The only one of the early investigators who carried the exploration of hysteria to its logical conclusion was Breuer's patient Anna O. After Breuer abandoned her, she apparently remained ill for several years. And then she recovered. The mute hysteric who had invented the "talking cure" found her voice and her sanity, in the women's liberation movement. Under a pseudonym, Paul Berthold, she translated into German the classic treatise by Mary Wollstonecraft, A Vindication of the Rights of Women, and authored a play, Women's Rights. Under her own name, Bertha Papenheim became a prominent feminist social worker, intellectual, and organizer. In the course of a long and fruitful career she directed an orphanage for girls, founded a feminist organization for Jewish women and traveled throughout Europe and the Middle East to campaign against the sexual exploitation of women and children. Her dedication, energy and commitment were legendary. In the words of a colleague, 'A volcano lived in this woman... Her fight against the abuse of women and children was almost a physically felt pain for her.' At her death, the philosopher Martin Buber commemorated her: 'I not only admired her but loved her, and will love her until the day I die. There are people of spirit and there are people of passion, both less common than one might think. Rarer still are the people of spirit and passion. But rarest of all is a passionate spirit. Bertha Pappenheim was a woman with just such a spirit.

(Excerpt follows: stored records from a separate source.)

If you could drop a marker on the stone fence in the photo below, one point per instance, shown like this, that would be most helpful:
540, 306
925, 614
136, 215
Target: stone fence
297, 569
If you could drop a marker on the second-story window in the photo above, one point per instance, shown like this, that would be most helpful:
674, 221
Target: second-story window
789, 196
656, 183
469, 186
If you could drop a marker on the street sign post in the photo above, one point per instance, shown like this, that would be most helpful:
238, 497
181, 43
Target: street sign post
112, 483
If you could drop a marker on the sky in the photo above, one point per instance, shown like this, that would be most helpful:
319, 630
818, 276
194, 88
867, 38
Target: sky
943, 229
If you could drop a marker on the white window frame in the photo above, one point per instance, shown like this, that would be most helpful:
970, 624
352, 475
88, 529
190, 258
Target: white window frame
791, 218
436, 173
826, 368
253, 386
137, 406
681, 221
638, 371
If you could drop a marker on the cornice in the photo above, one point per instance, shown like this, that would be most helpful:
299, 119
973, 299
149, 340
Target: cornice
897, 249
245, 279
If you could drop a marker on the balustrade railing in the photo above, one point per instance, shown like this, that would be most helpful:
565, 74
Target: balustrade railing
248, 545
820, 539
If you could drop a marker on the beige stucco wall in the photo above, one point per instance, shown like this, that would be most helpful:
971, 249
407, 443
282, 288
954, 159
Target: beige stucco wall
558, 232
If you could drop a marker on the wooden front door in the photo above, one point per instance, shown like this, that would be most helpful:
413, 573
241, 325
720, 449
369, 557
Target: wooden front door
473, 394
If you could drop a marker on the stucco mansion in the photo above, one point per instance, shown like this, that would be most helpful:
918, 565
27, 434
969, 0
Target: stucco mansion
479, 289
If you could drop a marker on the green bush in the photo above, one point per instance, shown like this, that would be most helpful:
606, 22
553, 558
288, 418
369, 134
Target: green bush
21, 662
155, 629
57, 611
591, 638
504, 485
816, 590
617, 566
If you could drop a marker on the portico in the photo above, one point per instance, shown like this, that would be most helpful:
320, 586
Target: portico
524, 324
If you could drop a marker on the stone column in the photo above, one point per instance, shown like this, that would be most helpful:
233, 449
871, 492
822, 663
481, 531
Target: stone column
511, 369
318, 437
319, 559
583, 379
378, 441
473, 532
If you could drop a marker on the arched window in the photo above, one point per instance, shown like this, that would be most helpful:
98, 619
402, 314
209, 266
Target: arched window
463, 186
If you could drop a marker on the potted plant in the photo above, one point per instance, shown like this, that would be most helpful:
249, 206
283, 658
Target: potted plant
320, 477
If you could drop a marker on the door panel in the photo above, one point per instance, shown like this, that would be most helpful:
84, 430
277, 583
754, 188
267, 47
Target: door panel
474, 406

Recovery can take place only within then context of relationships; it cannot occur in isolation. In her renewed connection with other people, the survivor re-creates the psychological facilities that were damaged or deformed by the traumatic experience. These faculties include the basic operations of trust, autonomy, initiative, competence, identity, and intimacy.Just as these capabilities are formed in relationships with other people, they must be reformed in such relationships.The first principle of recovery is empowerment of the survivor. She must be the author and arbiter of her own recovery. Others may offer advice, support, assistance, affection, and care, but not cure.Many benevolent and well-intentioned attempts to assist the survivor founder because this basic principle of empowerment is not observed. No intervention that takes power away from the survivor can possibly foster her recovery, no matter how much it appears to be in her immediate best interest.